Conakry, 6 mai 2026 — Le parquet spécial près la Cour de répression des infractions économiques et financières (CRIEF) a annoncé l’ouverture d’une enquête préliminaire visant les opérations d’assainissement et de fiabilisation du Fichier unique de gestion administrative et de la solde (FUGAS), un dispositif central dans la gestion des agents de l’État.


Une enquête pour des faits présumés graves
Selon le communiqué officiel, cette procédure est engagée contre X pour une série d’infractions présumées, notamment la corruption d’agents publics, l’enrichissement illicite, le faux et usage de faux en écritures publiques, la prise illégale d’intérêt, la concussion, ainsi que le blanchiment de capitaux.
Le parquet précise que ces faits, prévus et sanctionnés par le code pénal ainsi que par les lois relatives à la lutte contre la corruption et le blanchiment, portent atteinte à la gestion rationnelle des ressources publiques et contribuent à alourdir indûment les charges de l’État.

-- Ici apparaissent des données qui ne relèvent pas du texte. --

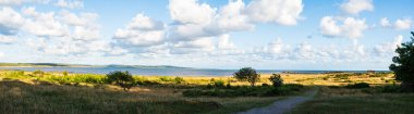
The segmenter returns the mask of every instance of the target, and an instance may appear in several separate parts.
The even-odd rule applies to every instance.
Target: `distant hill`
[[[139,68],[191,68],[171,65],[84,65],[84,64],[63,64],[63,63],[0,63],[0,67],[139,67]]]

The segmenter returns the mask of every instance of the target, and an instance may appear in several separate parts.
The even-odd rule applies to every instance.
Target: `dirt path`
[[[238,114],[283,114],[292,110],[295,105],[306,102],[315,97],[318,89],[307,91],[304,96],[290,97],[284,100],[276,101],[273,104],[266,107],[252,109]]]

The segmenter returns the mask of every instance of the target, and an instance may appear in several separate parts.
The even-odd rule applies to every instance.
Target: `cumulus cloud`
[[[212,26],[214,29],[226,31],[248,30],[254,25],[249,22],[246,14],[243,13],[245,4],[242,0],[231,0],[229,4],[222,7],[217,14],[217,18]]]
[[[28,16],[24,24],[24,30],[41,37],[62,37],[69,35],[69,28],[56,20],[54,12],[41,13],[35,8],[23,10],[23,14]]]
[[[179,41],[172,43],[171,53],[185,54],[185,53],[203,53],[211,52],[215,50],[215,45],[210,37],[196,38],[190,41]]]
[[[233,42],[230,41],[230,35],[226,34],[219,37],[218,48],[223,50],[230,50],[235,49],[236,47]]]
[[[255,22],[296,25],[302,10],[302,0],[253,0],[245,12]]]
[[[83,8],[84,2],[82,0],[59,0],[54,3],[57,7],[69,8],[69,9],[77,9]]]
[[[48,3],[50,0],[0,0],[0,5],[21,5],[23,3]]]
[[[296,25],[303,4],[302,0],[254,0],[248,4],[243,0],[229,0],[223,7],[214,8],[198,0],[170,0],[169,10],[175,22],[168,29],[172,48],[180,46],[178,43],[195,43],[210,38],[219,40],[217,49],[227,49],[223,47],[229,33],[252,30],[257,23]],[[212,49],[207,46],[210,48],[196,50]]]
[[[387,17],[382,17],[381,21],[379,22],[379,25],[381,25],[382,27],[390,27],[392,26],[390,21],[388,21]]]
[[[374,52],[377,55],[390,55],[390,53],[393,53],[395,49],[401,46],[402,40],[403,40],[403,36],[399,35],[393,39],[392,42],[386,42],[386,43],[375,46]]]
[[[379,22],[382,27],[395,28],[395,29],[410,29],[412,27],[412,21],[410,18],[398,18],[393,24],[387,18],[382,17]]]
[[[15,39],[16,38],[14,36],[0,35],[0,43],[12,43]]]
[[[341,4],[341,9],[349,14],[358,14],[363,11],[373,11],[373,0],[349,0]]]
[[[215,16],[216,9],[198,0],[170,0],[171,18],[180,23],[208,24]]]
[[[14,35],[24,23],[24,17],[12,8],[0,8],[0,34]]]
[[[326,37],[360,38],[368,26],[365,20],[325,16],[320,21],[319,28],[320,34]]]
[[[397,20],[394,24],[397,29],[410,29],[411,28],[411,20]]]
[[[267,47],[264,48],[264,51],[270,54],[279,54],[283,50],[283,42],[281,38],[277,38],[276,40],[269,42]]]

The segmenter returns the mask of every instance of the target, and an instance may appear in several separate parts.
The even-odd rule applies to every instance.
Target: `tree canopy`
[[[402,85],[414,85],[414,33],[411,31],[413,37],[411,41],[401,43],[395,49],[398,56],[392,58],[393,64],[390,65],[390,69],[394,72],[395,79],[401,80]]]
[[[252,67],[243,67],[239,69],[238,72],[235,72],[233,76],[238,80],[242,80],[242,81],[247,80],[251,84],[251,86],[255,86],[256,81],[258,81],[260,78],[260,75],[257,74],[256,69]]]
[[[115,85],[122,87],[124,91],[129,91],[130,88],[135,84],[134,78],[127,71],[111,72],[107,74],[107,79],[109,83],[114,83]]]

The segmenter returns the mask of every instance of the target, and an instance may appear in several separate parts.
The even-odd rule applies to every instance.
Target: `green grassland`
[[[290,113],[413,112],[414,94],[400,91],[391,73],[281,76],[278,89],[266,74],[255,87],[230,76],[134,76],[136,86],[125,92],[105,75],[0,71],[0,113],[232,114],[309,88],[319,88],[315,99]]]

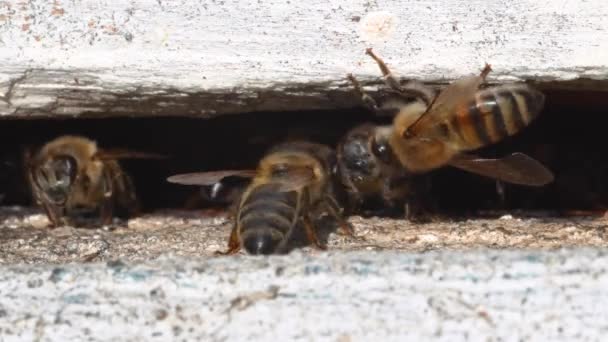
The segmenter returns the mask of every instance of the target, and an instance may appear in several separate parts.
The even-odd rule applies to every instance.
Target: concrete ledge
[[[2,266],[6,340],[600,340],[605,249]]]
[[[608,3],[526,0],[4,1],[0,116],[210,117],[351,108],[345,81],[581,83],[606,90]],[[580,86],[579,85],[579,86]]]

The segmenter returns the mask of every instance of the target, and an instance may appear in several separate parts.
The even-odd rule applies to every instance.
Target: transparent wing
[[[223,170],[210,172],[192,172],[173,175],[167,178],[169,183],[183,185],[214,185],[226,177],[251,178],[255,176],[255,170]]]
[[[273,175],[273,180],[279,183],[279,191],[296,191],[314,183],[316,177],[310,168],[290,168],[280,175]]]
[[[481,176],[519,185],[543,186],[554,179],[553,173],[549,169],[523,153],[513,153],[500,159],[484,159],[461,154],[450,161],[449,165]]]
[[[480,75],[456,80],[448,85],[437,95],[427,111],[409,127],[409,133],[417,135],[432,131],[434,126],[447,121],[460,108],[466,108],[475,99],[475,93],[490,71],[490,66],[486,64]]]

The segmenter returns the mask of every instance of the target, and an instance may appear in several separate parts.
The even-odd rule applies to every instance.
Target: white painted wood
[[[428,82],[485,62],[491,81],[605,80],[608,2],[2,1],[0,115],[352,107],[344,75],[378,75],[366,47]]]
[[[601,341],[605,249],[0,267],[5,341]]]

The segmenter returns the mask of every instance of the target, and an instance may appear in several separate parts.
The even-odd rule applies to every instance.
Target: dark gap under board
[[[605,93],[547,91],[544,112],[520,134],[479,151],[501,156],[520,151],[556,175],[543,188],[506,186],[506,207],[495,182],[445,168],[433,172],[433,195],[441,209],[593,209],[608,207]],[[82,134],[102,147],[123,147],[171,156],[164,161],[125,161],[146,210],[179,208],[197,193],[165,181],[175,173],[251,168],[263,152],[287,138],[335,146],[348,129],[373,118],[362,108],[341,111],[246,113],[213,119],[180,117],[0,121],[3,205],[27,205],[19,156],[61,134]]]

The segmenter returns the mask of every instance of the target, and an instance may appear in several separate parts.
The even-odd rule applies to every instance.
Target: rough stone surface
[[[328,252],[0,267],[6,340],[602,340],[608,255]]]
[[[608,221],[352,217],[329,250],[215,257],[221,215],[49,229],[0,208],[3,340],[601,340]]]
[[[554,249],[608,246],[604,218],[519,218],[445,220],[425,224],[385,218],[351,217],[356,237],[340,231],[328,236],[329,250],[391,250],[424,252],[436,249],[491,247]],[[47,228],[37,210],[0,210],[0,263],[64,263],[141,261],[162,255],[212,256],[227,246],[230,222],[224,216],[167,211],[131,219],[106,228]],[[295,237],[298,240],[298,236]],[[297,243],[295,244],[297,245]],[[319,253],[304,247],[304,253]]]
[[[485,62],[491,82],[605,81],[606,18],[604,0],[2,1],[0,116],[354,107],[345,75],[379,82],[367,47],[427,82]]]

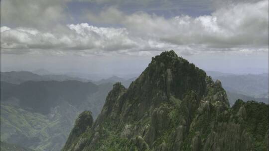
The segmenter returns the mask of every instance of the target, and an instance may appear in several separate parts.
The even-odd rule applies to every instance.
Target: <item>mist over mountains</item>
[[[231,107],[220,80],[164,52],[128,88],[113,85],[95,121],[80,114],[62,151],[266,151],[269,108]]]
[[[90,110],[96,119],[113,84],[121,82],[128,88],[137,78],[130,76],[135,75],[124,78],[112,76],[95,80],[46,75],[52,74],[47,71],[35,72],[40,75],[0,73],[1,141],[5,146],[8,143],[34,151],[59,151],[79,113]],[[238,99],[268,103],[268,74],[207,73],[214,80],[222,81],[231,106]]]

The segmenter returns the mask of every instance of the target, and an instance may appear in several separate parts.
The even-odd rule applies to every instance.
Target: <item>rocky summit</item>
[[[81,113],[62,151],[268,151],[269,109],[231,107],[220,81],[164,52],[128,89],[114,84],[94,122]]]

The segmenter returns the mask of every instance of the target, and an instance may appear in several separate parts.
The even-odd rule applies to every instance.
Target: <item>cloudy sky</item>
[[[269,1],[1,0],[1,71],[138,73],[173,49],[206,71],[268,72]]]

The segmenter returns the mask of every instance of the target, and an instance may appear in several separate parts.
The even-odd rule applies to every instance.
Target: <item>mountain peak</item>
[[[177,55],[176,54],[176,53],[173,50],[171,50],[169,51],[164,51],[162,52],[160,55],[160,56],[167,56],[172,58],[178,58]]]

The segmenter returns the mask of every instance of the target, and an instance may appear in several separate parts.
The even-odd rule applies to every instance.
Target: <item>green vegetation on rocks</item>
[[[230,107],[221,85],[163,52],[128,89],[115,84],[93,124],[90,114],[77,122],[62,151],[266,151],[269,105]]]

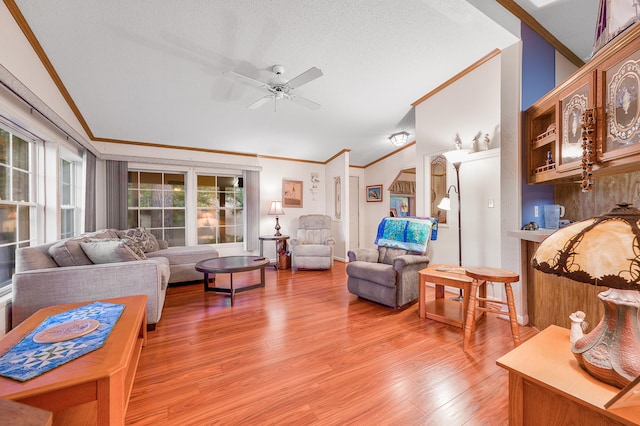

Mise en place d’une équipe d’enquête mixte
Pour conduire les investigations, une formation mixte d’officiers de police judiciaire a été constituée, conformément à une réquisition en date du 6 mai 2026. Cette équipe regroupe des agents issus de plusieurs structures clés :
la Direction centrale des investigations judiciaires de la gendarmerie nationale (DCIJ-GN) ;
l’Office de répression des délits économiques et financiers (ORDEF) ;
l’Agence nationale de lutte contre la corruption et de promotion de la bonne gouvernance (ANLC-PBG) ;
la Direction centrale de la police judiciaire (DCPJ).
Ces services sont chargés de mener l’enquête dans le strict respect des règles de procédure, notamment la présomption d’innocence, le principe du contradictoire et le secret de l’instruction.
Des vérifications à grande échelle dans l’administration
L’enquête portera sur plusieurs axes jugés sensibles dans la gestion du personnel de l’État. Parmi les diligences annoncées figurent :
la vérification des diplômes et des documents liés à la rémunération des agents ;
le contrôle physique des fonctionnaires et contractuels percevant des salaires ;
l’examen de la conformité des salaires et primes avec les statuts réels des bénéficiaires ;
l’identification de personnes radiées ou décédées continuant à percevoir des rémunérations ;
la détection d’agents ayant abandonné leur poste ou vivant à l’étranger tout en restant payés.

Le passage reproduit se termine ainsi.